Painful Sex Common for Some Teen Girls

Sex isn’t suppose to hurt, but for some teens that is the painful reality. Lubrication and clear communication can remedy the situation, but experts say ignorance and shame can prevent this from happening.

(WOMENSENEWS)—She was an avid runner who was used to pushing her body through the hard parts of a workout, but the teen was surprised that she had to force herself to enjoy sex. It hurt. It burned. It just wasn’t fun.

Eventually, her relationship ended, and when she entered a new one she expected the same thing. But this time, it was different. Sex didn’t hurt or sting. Sex was enjoyable and fun.

The young runner is like many other teens and women who experience discomfort during sex. A U.K.-based study found that 10 percent of females feel pain during vaginal sex. This pain, according to the researchers, is likely greater in teens because they generally have been sexually active for a shorter period of time, are less experienced and have had fewer partners.

In a survey of 12 sexually active girls, ages 15 to 18, in Westchester County, New York, Teen Voices found only two girls who didn’t experience pain or discomfort during sex. The girls surveyed, who agreed to be quoted about their private lives on the condition of anonymity, were going to elite colleges or were star players on sports teams. Despite the high bar they have for other parts of their lives, most of these girls were content with subpar, uncomfortable and even painful sex lives.

One high school senior, who has been with her boyfriend for nearly two years, has sex five to six times a week. She experiences pain sometimes, but nothing extreme enough to tell her doctor about. Instead, her and her partner “pull up our boots and get along with the process.” Most of the girls interviewed were in committed relationships.

The runner who didn’t feel pain with her second sexual partner said lubrication helped but she thinks the real issue was that she was “a lot more attracted to my [current] boyfriend than my ex-boyfriend.” She said it never occurred to her that she hadn’t been sexually attracted and that caused the pain.

“I thought there was something wrong with me,” she said. She never brought up the topic with her ex because she said she didn’t know how.

Discussing Discomfort

But not all girls feel awkward discussing discomfort with their partners. One teen surveyed relies on open communication to make sex enjoyable. “I’ll be honest, I’ll be like, ‘That kinda hurts, let’s switch positions or try another angle,’” she said. Soon to be a student at Barnard College in New York, she credits some of this to when she had difficulty using a tampon and her OB/GYN mother helped her. She also talks about her body and her sex life with her mother freely.

Fifty-eight percent of the girls in the Teen Voices survey predicted that someone with a vagina “will bleed the first time they have sex” and 100 percent said the first time will be painful.
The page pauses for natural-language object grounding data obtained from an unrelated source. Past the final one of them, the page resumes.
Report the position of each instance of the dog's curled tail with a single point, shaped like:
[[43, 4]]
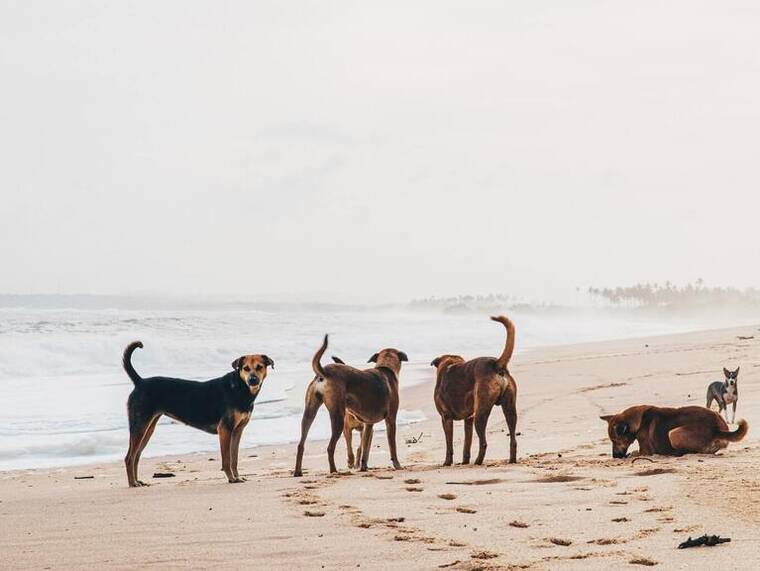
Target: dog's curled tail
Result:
[[738, 435], [127, 362], [509, 346], [315, 361]]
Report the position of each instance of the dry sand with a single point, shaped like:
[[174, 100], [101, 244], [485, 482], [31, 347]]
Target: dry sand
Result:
[[566, 504]]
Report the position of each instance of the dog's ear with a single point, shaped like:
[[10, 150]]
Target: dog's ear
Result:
[[621, 428]]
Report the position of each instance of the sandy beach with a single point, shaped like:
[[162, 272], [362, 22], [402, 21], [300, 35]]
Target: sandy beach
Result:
[[566, 504]]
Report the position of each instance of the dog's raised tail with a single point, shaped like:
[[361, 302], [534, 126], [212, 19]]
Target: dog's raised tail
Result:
[[738, 434], [127, 361], [509, 346], [315, 361]]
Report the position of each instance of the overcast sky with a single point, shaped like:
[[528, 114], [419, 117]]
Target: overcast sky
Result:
[[377, 150]]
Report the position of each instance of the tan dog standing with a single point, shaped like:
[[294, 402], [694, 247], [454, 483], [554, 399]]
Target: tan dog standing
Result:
[[468, 390], [670, 431], [371, 395]]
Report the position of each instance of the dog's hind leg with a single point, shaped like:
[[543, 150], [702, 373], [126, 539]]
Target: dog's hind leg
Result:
[[467, 440], [367, 431], [139, 425], [510, 414], [481, 422], [390, 428], [358, 451], [143, 443], [448, 432], [348, 434], [313, 402], [337, 420]]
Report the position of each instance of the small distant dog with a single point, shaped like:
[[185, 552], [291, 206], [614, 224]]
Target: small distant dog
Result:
[[725, 393], [351, 423], [670, 431], [468, 390], [220, 406], [370, 395]]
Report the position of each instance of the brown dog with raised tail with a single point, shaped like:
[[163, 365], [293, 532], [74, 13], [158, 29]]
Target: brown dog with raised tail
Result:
[[370, 395], [468, 390]]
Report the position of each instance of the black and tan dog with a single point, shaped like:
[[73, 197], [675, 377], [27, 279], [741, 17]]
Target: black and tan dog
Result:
[[670, 431], [370, 395], [220, 406], [468, 390]]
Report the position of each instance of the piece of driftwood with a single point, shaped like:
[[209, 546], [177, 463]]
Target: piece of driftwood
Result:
[[708, 540]]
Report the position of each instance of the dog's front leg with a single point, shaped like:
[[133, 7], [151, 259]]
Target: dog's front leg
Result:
[[237, 434], [366, 445], [347, 434], [225, 441], [336, 420]]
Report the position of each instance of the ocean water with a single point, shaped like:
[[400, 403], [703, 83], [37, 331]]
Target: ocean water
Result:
[[63, 392]]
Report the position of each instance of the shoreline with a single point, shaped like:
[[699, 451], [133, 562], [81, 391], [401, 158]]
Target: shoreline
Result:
[[566, 504], [519, 354]]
Despite the expectations the girls had, “any blood with first penetration is more likely due to general vaginal tearing from lack of lubrication,” sex educator Emily Nagoski says in her book, “Come as You Are.” Nagoski writes that with the proper amount of lube, no one needs to bleed. This is a position the World Health Organization supports.

Starting off on the wrong foot can cause teens to get the wrong idea about what sex should feel like, and may let girls settle for something that is less than enjoyable.
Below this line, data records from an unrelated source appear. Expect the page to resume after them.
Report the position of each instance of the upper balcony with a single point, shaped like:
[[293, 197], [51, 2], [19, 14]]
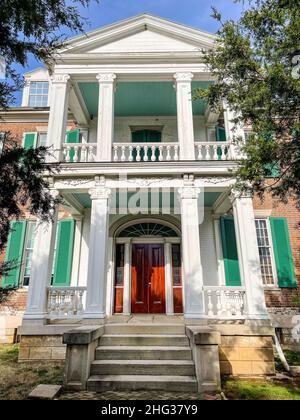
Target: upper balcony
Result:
[[141, 121]]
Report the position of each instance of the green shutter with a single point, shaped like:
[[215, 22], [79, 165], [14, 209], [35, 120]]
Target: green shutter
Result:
[[64, 253], [14, 253], [29, 140], [283, 253], [73, 137], [230, 254]]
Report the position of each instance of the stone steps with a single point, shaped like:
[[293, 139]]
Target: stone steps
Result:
[[98, 383], [143, 353], [144, 328], [144, 340], [146, 367]]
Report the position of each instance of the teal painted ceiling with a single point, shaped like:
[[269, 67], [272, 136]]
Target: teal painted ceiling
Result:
[[85, 201], [141, 98]]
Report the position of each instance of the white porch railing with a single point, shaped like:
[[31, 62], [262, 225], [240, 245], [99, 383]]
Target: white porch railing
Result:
[[145, 152], [225, 302], [79, 152], [213, 150], [66, 302]]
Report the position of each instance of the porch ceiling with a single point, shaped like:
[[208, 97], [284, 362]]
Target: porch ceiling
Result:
[[141, 98], [85, 201]]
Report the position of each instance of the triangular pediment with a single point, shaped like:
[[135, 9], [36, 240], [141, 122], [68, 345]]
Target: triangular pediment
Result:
[[143, 33]]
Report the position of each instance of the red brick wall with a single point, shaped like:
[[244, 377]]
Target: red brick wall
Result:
[[284, 297]]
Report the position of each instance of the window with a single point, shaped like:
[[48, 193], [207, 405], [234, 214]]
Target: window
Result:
[[265, 249], [38, 94], [42, 140], [28, 250]]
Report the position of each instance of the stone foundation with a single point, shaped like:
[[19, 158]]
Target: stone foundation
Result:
[[246, 356]]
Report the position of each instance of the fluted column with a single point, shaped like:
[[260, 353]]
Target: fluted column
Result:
[[41, 269], [185, 115], [58, 117], [192, 266], [106, 112], [97, 263]]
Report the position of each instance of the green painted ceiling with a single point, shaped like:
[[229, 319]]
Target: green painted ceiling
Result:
[[85, 201], [141, 98]]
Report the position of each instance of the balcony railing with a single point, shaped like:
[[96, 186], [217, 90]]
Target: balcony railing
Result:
[[147, 152], [224, 302], [213, 150], [66, 302]]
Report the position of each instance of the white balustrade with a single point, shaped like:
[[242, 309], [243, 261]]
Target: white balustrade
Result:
[[225, 302], [79, 152], [213, 151], [66, 302], [145, 152]]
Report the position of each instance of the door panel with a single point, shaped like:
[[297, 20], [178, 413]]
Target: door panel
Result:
[[148, 279], [157, 279], [139, 285]]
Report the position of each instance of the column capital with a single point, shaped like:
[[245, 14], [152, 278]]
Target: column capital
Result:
[[183, 77], [100, 193], [106, 77], [60, 78], [189, 192], [237, 194]]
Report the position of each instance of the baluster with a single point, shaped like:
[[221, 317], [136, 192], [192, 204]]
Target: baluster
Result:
[[116, 154], [123, 155], [62, 306], [153, 150], [176, 152], [130, 154], [199, 148], [210, 305], [219, 303], [228, 303], [161, 153], [168, 158], [72, 303], [237, 300], [79, 302], [215, 152], [146, 158], [207, 152], [138, 153], [68, 157], [76, 154], [223, 155]]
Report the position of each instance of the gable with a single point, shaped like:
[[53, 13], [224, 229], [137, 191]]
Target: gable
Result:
[[146, 41]]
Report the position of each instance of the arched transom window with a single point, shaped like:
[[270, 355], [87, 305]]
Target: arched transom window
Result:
[[146, 230]]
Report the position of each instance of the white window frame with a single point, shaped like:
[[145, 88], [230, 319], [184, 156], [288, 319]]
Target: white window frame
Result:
[[272, 256], [37, 94]]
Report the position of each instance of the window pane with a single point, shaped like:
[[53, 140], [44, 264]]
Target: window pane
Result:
[[264, 249]]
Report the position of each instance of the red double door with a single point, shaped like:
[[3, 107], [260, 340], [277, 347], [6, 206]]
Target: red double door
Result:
[[148, 279]]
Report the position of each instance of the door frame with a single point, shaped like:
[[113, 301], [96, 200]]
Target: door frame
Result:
[[128, 242]]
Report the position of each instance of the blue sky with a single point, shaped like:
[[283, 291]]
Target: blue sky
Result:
[[195, 13]]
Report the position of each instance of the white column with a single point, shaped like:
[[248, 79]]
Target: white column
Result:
[[248, 255], [97, 265], [76, 250], [60, 92], [105, 133], [169, 279], [192, 267], [127, 280], [185, 115], [41, 270]]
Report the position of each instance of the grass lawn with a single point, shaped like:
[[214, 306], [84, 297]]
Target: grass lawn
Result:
[[260, 390], [17, 380]]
“No matter the size of the sexual parts of either person [sex] doesn’t ever need to hurt,” said psychotherapist and certified sexologist Isadora Alman. The repercussions of painful sex differ from teen to teen, but Alman said it’s never good. “Sex is about pleasure. It’s not designed to hurt.”
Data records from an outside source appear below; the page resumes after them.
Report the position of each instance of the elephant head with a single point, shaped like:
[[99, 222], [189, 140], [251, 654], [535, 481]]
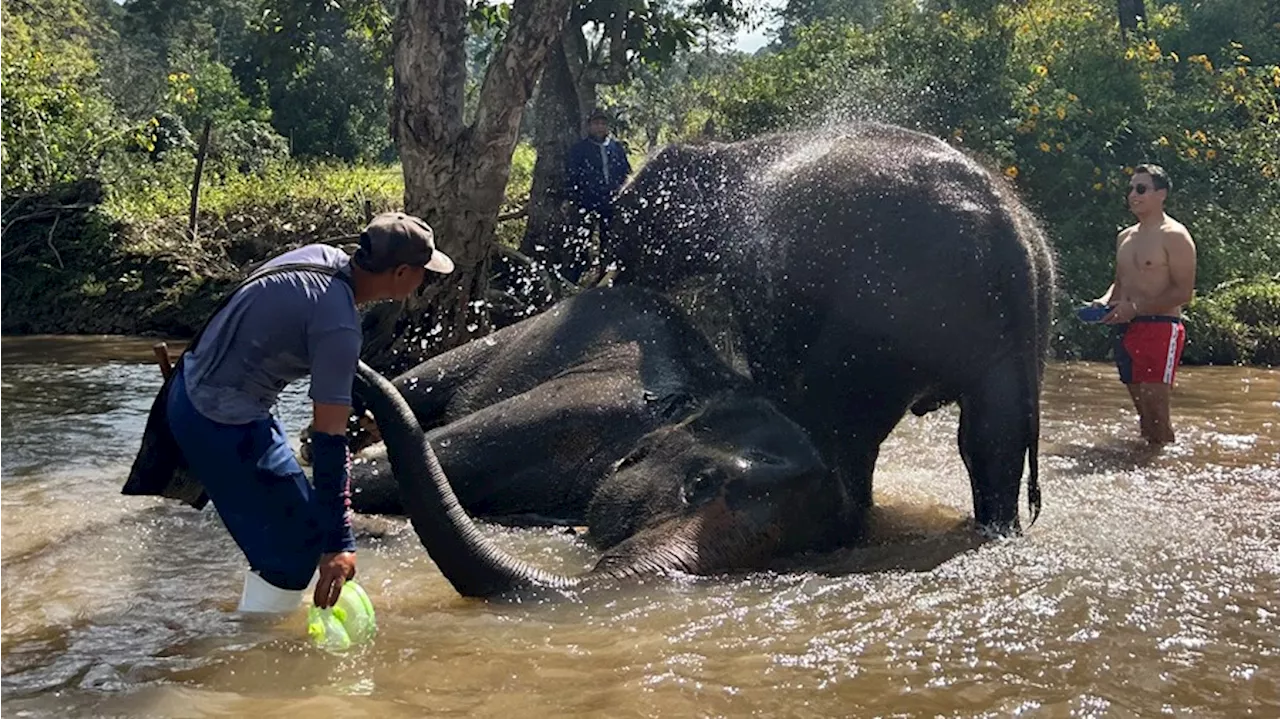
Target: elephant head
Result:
[[691, 498]]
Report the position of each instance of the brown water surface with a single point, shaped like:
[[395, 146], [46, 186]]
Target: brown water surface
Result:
[[1150, 586]]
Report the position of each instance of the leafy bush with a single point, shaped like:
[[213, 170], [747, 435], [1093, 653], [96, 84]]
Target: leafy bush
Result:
[[54, 126], [248, 146], [1048, 94]]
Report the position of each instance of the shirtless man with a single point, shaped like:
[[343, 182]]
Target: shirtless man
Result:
[[1155, 278]]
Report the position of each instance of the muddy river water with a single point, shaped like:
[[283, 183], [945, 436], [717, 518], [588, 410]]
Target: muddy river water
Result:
[[1150, 586]]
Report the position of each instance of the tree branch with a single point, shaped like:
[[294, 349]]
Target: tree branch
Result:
[[429, 42], [513, 72], [516, 215]]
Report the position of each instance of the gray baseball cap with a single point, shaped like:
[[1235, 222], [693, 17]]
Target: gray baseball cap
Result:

Peggy Orenstein, author of “Girls & Sex” and “Cinderella Ate My Daughter,” told Teen Voices she credits “ignorance about the body, an overly-narrow definition of sex, a premium on male pleasure, an unwillingness to speak up against all of that” for the prevalence of painful sex among young girls.

“It’s on adults to start talking to girls a lot more frankly about their right to and capacity for pleasure in their intimate relationships,” Orenstein said.